A virus is spreading. Health authorities are stymied. A noisy critic insists he knows better as Contagion taps into some real modern fears.

Swine flu. Bird flu. Runaway viruses. Another very up-to-date medical crisis arrives in the week’s biggest movie. In other films there’s mixed martial arts, a French entertainer fixated on sex, some folks fighting gang violence and a silent film masterpiece.

 

Here’s the list:

Contagion: 3 stars

Warrior:  3

Gainsbourg: 3 1/2

The Interrupters:  4

Battleship Potemkin

Creature

Bucky Larson: Born to Be a Star:     

 

CONTAGION: You’ll probably find this film has more effect on you after you’ve seen it and think about what it’s saying. While you’re watching it, as a virus spreads and kills, you’ll be looking for gripping suspense. That hardly ever materializes although there are short spells of it when people start looting the supermarkets. What you do get is almost documentary realism showing what happens when nasties like SARS or H1N1 come around. It generates a feeling of unease, more than tension.

Laurence Fishburne (interviewed by Dr. Sanjay Gupta in one sequence), Kate Winslet, Marion Cottillard and Elliott Gould portray health officials who try to find where a new bug came from, how to grow more and develop a vaccine. That’s all scientifically accurate and quite detailed, especially the steps to trace it back to its origins. All they know is that one woman (Gwyneth Paltrow) died of it after flying back from Hong Kong through Chicago. Everything and everyone she touched has to be traced. Her son also dies but her husband (Matt Damon) seems to be immune. Not much is made of that, but it does keep him alive.

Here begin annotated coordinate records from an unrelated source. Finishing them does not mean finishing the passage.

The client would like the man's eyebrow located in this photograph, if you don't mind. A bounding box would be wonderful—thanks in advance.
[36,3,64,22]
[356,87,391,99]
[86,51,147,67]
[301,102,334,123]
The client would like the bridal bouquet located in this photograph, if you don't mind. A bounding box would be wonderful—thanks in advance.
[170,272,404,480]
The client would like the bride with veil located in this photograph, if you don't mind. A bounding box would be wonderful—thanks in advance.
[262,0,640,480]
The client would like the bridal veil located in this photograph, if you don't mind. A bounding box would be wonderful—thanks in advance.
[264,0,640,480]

Director Stephen Soderbergh takes us through the days as the infection spreads, people clamor for protection and public order breaks down. All the while, a blogger (Jude Law) charges the medical establishment and the drug companies are hiding the truth. There’s a simple and cheap homeopathic solution, he tells the media who are perfectly willing to quote him. There are too many characters to get much involved with their personal stories, and a plodding pace at times. But the view inside the disease control efforts and the account of how fragile society really is delivers enough information to scare people. (The Ridge, Oakridge, Scotiabank and many suburban theatres)     3 out of 5   

WARRIOR: The plot feels like you’ve seen it before. In a dozen boxing movies maybe. But, as you know, you can hang a lot of different ideas into one of those. Gavin O'Connor has switched the sport to the more vicious mixed martial arts and envisioned an epic, practically operatic in intensity, with allusions to Moby Dick and Ode to Joy playing to pump up the grand spectacle. Come back down though. It’s still just a boxing movie, dressed up differently.

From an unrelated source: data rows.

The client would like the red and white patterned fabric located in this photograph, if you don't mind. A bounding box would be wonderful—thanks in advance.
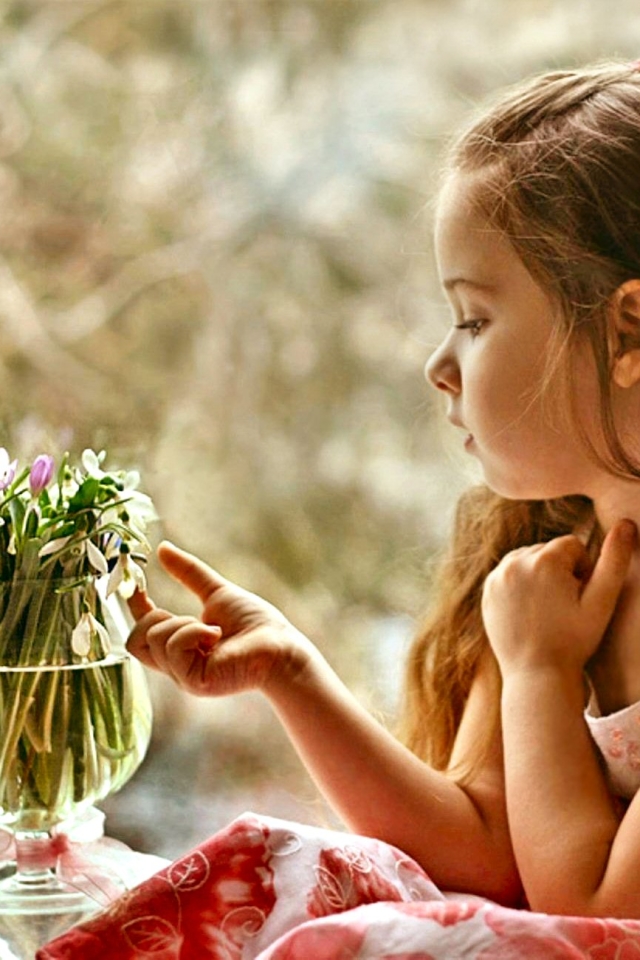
[36,814,640,960]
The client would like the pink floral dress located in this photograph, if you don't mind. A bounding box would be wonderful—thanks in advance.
[37,704,640,960]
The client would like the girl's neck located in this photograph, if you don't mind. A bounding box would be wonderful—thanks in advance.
[587,548,640,713]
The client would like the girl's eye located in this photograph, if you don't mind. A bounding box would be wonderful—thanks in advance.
[455,320,486,337]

Tom Hardy and Joel Edgerton play brothers in the hard-scrabble steel town Philadelphia. Tom is an Iraq vet with a painful secret. His bother is a physics teacher strapped for money. An MMA tournament is coming to town, bringing top fighters like Koba, the Russian and an attractive purse. What a surprise. Both brothers enter and after much squabbling over incidents in their family history face each other in a big momentous final. The hammer and sickle-wearing Russian was dispatched pretty easily.

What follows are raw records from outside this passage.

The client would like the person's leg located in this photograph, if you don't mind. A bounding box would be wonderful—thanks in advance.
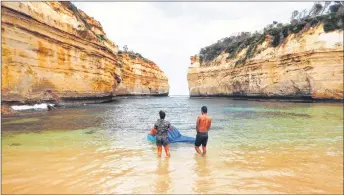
[157,146,162,157]
[162,137,171,157]
[195,135,202,154]
[156,136,162,157]
[164,144,171,157]
[202,136,208,156]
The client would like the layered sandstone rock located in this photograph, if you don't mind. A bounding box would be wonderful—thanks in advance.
[114,53,169,95]
[188,25,343,100]
[1,2,167,106]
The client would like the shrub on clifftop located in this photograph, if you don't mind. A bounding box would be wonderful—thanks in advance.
[199,1,344,66]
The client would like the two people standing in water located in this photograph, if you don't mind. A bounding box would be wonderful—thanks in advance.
[149,106,212,157]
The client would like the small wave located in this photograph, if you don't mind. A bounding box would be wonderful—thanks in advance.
[12,104,54,110]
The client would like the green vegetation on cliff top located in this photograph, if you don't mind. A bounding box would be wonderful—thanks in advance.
[199,1,344,66]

Nick Nolte is the real centre in this rousing film. He’s the boys’ father and trainer to one. Both hate him for the alcohol-driven abuse he used to inflict on their mother. Nolte gives a poignant and subtle performance as a man who has to be talked into trying for another chance. He also gives a perfect précis of Moby Dick when, in a delirious rage he yells out “Ahab, you godless son of a bitch.”  The whole film has that kind of fist-pumping fervor. (Scotiabank and suburban theatres)  3  out of 5

GAINSBOURG: I hadn’t realized how big a star Serge Gainsbourg was in France. I was only aware of the one hit record that got over this far, the heavy-breathing bit of erotica called "Je t'aime… moi non plus." This bio-pic fills in more of the picture. Not all. Although it includes many songs, the film is sketchy on his career and is hardly ever clear on who he’s married to. It prefers to concentrate on his sex-drive and the many other women he bedded. Well, why not, when the list includes Juliette Greco, Françoise Hardy and Brigitte Bardot, played here perfectly by model-turned-actress Laetitia Casta.